## OpenStreetMap Project Data Wrangling with MongoDB
###### Yuki Steineman



### About map data

- Area: south lake tahoe, california 
- Download Link: https://mapzen.com/data/metro-extracts/
- Size: 120.2MB


### Data Wrangling

- Input file: south-lake-tahoe_california.osm (120MB)
- Output file: south-lake-tahoe_california.osm.json (25MB)

Features

1. Standarize street name (St -> Street etc).
2. Exclude k attribute which contains symbols by regex.
3. Output k attribute as "point_info".
4. Exclude some k attribute which seems not informational, such as created_by, source, and highway.

Stuck on running mongoDB

- db.tahoe.insert_many(data) function returned "ServerSelectionTimeoutError: localhost:27017: [Errno 61] Connection refused"
- I already installed pymongo, but haven't installed mongodb itself.
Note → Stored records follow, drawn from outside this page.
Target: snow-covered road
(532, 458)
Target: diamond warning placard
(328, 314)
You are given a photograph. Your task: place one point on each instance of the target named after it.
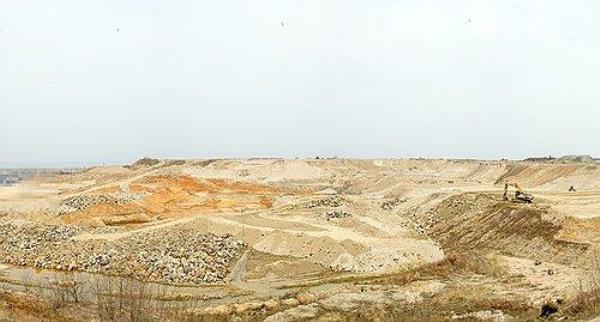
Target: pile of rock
(391, 204)
(329, 202)
(338, 214)
(179, 256)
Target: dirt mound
(478, 222)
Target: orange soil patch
(192, 185)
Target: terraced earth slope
(322, 239)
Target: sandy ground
(297, 237)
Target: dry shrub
(452, 264)
(586, 302)
(65, 290)
(125, 299)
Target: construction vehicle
(520, 195)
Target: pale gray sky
(111, 81)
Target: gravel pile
(337, 215)
(179, 256)
(78, 203)
(330, 202)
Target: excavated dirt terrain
(286, 240)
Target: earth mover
(520, 195)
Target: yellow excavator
(520, 195)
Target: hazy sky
(111, 81)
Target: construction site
(304, 239)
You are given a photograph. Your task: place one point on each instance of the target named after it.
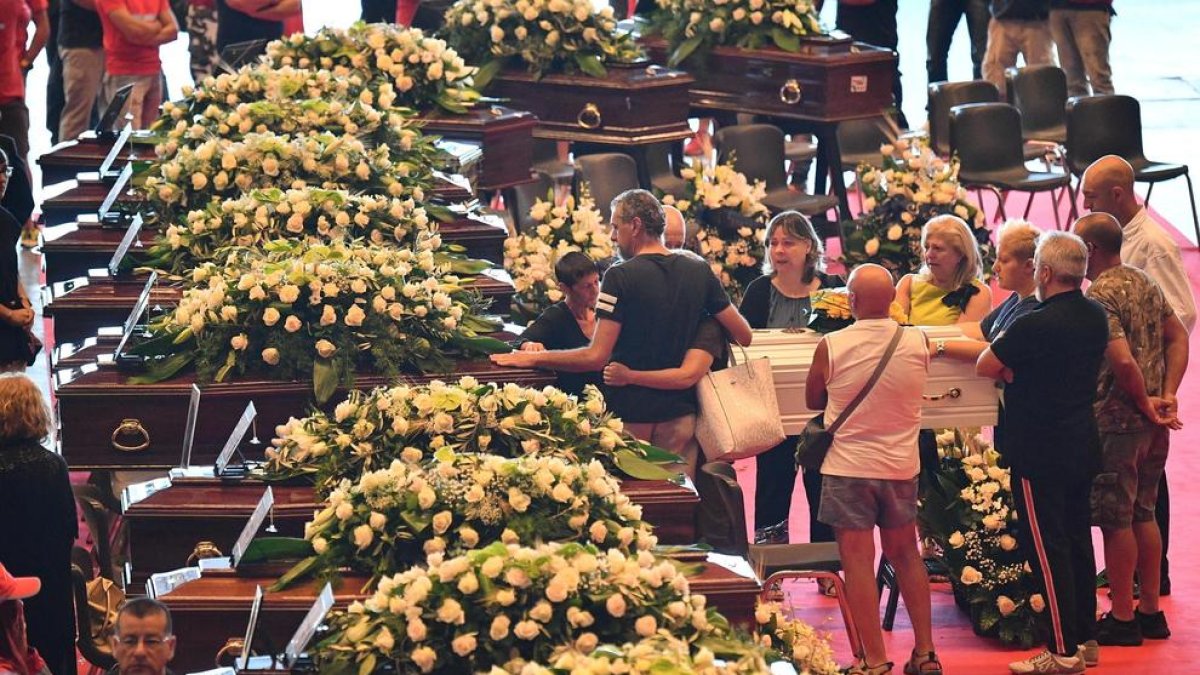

I referred this instruction.  (https://docs.mongodb.com/manual/tutorial/install-mongodb-on-os-x/)
- To install mongodb, I used virtualenv and virtualenvwrapper. (http://docs.python-guide.org/en/latest/dev/virtualenvs/)
```
Start work on env: 
$ source /usr/local/bin/virtualenvwrapper.sh
$ workon something
Finish:
$ deactivate
```        
  

In [4]:
#!/usr/bin/env python
# -*- coding: utf-8 -*-
import xml.etree.cElementTree as ET
import pprint
import re
import codecs
import json

# regex
lower = re.compile(r'^([a-z]|_)*$')
lower_colon = re.compile(r'^([a-z]|_)*:([a-z]|_)*$')
problemchars = re.compile(r'[=\+/&<>;\'"\?%#$@\,\. \t\r\n]')
street_type_re = re.compile(r'\b\S+\.?$', re.IGNORECASE)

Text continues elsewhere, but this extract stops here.